Este dado autobiográfico do Apóstolo torna-se paradigmático para todos nós.
São Paulo ofereceu
uma síntese admirável da teologia da Cruz na segunda Carta aos Coríntios (5,
14-21), onde tudo está contido em duas afirmações fundamentais: por um lado
Cristo, que Deus tratou como pecado em nosso benefício (v. 21), morreu por
todos (v. 14); por outro, Deus reconciliou-nos consigo, sem atribuir
a nós as nossas culpas (cf. vv. 18-20). É deste "ministério da
reconciliação" que toda a escravidão já foi resgatada (cf. 1 Cor 16,
20; 7, 23). Aqui aparece como tudo isto é relevante para a nossa vida. Também
nós temos que entrar neste "ministério da reconciliação", que supõe
sempre a renúncia à própria superioridade e à opção da loucura do amor.
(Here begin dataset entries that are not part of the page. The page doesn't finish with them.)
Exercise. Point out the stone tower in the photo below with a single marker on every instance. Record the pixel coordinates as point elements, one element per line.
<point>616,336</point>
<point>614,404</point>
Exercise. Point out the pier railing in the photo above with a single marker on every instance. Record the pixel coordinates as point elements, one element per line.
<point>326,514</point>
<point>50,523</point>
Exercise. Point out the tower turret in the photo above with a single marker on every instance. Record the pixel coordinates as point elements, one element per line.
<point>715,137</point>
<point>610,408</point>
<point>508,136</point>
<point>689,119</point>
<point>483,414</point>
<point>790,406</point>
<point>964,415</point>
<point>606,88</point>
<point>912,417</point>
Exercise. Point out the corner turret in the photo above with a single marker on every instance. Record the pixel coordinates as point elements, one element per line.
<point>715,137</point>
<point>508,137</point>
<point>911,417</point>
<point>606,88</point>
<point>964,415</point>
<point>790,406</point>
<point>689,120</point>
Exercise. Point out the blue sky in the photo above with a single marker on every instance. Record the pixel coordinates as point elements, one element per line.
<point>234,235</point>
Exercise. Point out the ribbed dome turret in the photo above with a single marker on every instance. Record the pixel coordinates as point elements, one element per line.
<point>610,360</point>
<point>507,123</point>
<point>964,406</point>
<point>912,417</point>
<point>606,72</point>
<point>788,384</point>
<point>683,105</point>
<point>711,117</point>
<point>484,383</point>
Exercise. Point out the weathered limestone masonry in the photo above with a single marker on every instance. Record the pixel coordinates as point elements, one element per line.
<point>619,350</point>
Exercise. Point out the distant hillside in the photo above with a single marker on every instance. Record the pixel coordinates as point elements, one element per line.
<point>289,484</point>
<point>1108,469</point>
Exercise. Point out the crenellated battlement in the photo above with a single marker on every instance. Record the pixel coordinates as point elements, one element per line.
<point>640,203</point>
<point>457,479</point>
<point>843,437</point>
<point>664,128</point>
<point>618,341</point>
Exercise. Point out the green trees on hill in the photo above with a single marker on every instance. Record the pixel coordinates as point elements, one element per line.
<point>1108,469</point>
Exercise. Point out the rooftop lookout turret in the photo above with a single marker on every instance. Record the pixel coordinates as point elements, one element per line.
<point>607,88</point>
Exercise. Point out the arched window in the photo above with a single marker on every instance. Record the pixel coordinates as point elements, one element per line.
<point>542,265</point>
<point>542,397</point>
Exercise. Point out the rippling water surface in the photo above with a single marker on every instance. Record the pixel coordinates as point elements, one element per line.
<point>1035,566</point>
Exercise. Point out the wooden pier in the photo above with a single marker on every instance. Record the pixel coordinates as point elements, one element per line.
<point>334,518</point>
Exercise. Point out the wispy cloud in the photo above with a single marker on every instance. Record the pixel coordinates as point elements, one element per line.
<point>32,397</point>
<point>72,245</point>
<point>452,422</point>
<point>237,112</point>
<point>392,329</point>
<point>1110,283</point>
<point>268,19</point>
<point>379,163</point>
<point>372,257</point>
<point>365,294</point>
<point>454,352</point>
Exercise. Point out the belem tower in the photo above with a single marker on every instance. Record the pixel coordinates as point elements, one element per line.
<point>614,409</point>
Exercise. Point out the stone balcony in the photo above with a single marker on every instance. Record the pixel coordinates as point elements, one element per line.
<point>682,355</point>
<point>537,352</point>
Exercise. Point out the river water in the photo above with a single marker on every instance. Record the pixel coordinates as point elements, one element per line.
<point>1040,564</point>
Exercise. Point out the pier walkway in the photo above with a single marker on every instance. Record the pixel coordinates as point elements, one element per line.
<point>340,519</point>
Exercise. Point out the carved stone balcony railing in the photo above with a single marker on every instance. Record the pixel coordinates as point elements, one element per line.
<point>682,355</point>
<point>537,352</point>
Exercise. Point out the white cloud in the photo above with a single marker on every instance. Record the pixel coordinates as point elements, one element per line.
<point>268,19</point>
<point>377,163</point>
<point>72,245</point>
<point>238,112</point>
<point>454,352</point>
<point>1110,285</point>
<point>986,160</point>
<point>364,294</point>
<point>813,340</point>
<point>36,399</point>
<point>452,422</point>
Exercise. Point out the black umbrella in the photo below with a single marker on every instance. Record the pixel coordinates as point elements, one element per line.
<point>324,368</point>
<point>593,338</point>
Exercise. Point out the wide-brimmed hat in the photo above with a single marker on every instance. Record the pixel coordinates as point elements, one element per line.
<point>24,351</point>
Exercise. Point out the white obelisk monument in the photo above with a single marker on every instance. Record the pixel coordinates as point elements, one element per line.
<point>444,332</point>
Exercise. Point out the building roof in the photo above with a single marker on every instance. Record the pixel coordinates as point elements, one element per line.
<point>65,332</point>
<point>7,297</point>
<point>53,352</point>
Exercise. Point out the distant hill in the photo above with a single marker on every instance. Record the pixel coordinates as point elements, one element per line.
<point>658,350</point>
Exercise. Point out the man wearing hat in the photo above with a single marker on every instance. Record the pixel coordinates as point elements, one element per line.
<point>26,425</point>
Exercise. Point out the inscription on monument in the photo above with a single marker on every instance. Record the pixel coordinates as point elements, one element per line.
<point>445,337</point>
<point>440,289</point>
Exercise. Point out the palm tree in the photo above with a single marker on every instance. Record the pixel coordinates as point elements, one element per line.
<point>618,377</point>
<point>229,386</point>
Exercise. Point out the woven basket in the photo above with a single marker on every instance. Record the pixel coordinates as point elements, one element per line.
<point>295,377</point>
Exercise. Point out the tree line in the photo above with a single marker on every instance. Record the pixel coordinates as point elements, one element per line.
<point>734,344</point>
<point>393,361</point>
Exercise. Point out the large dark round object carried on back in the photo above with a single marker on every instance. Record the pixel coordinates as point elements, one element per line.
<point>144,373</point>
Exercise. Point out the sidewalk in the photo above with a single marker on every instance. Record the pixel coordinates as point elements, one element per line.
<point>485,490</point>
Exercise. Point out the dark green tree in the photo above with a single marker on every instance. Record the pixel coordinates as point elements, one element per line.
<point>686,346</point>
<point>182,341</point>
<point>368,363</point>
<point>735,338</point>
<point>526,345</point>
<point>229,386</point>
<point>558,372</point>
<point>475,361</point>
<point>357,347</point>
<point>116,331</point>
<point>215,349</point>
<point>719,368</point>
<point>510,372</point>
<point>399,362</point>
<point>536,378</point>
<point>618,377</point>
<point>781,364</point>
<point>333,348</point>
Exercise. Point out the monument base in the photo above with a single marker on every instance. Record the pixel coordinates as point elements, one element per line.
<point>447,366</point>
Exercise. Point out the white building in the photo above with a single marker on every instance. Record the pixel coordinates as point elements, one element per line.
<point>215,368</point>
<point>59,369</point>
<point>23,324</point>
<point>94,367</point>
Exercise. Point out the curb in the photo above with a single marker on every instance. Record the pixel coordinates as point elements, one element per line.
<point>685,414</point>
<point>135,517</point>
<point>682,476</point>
São
Paulo renunciou á própria vida, entregando-se totalmente a si mesmo pelo
ministério da reconciliação, da Cruz que é salvação para todos nós. E também
nós devemos saber fazer isto. Podemos encontrar a nossa força precisamente na
humildade do amor, e a nossa sabedoria na debilidade de renunciar para entrar
assim na força de Deus. Todos nós devemos formar a nossa vida sobre esta
verdadeira sabedoria: não viver para nós mesmos, mas viver na fé naquele Deus,
de quem todos nós podemos dizer: "Amou-me e entregou-se por mim!".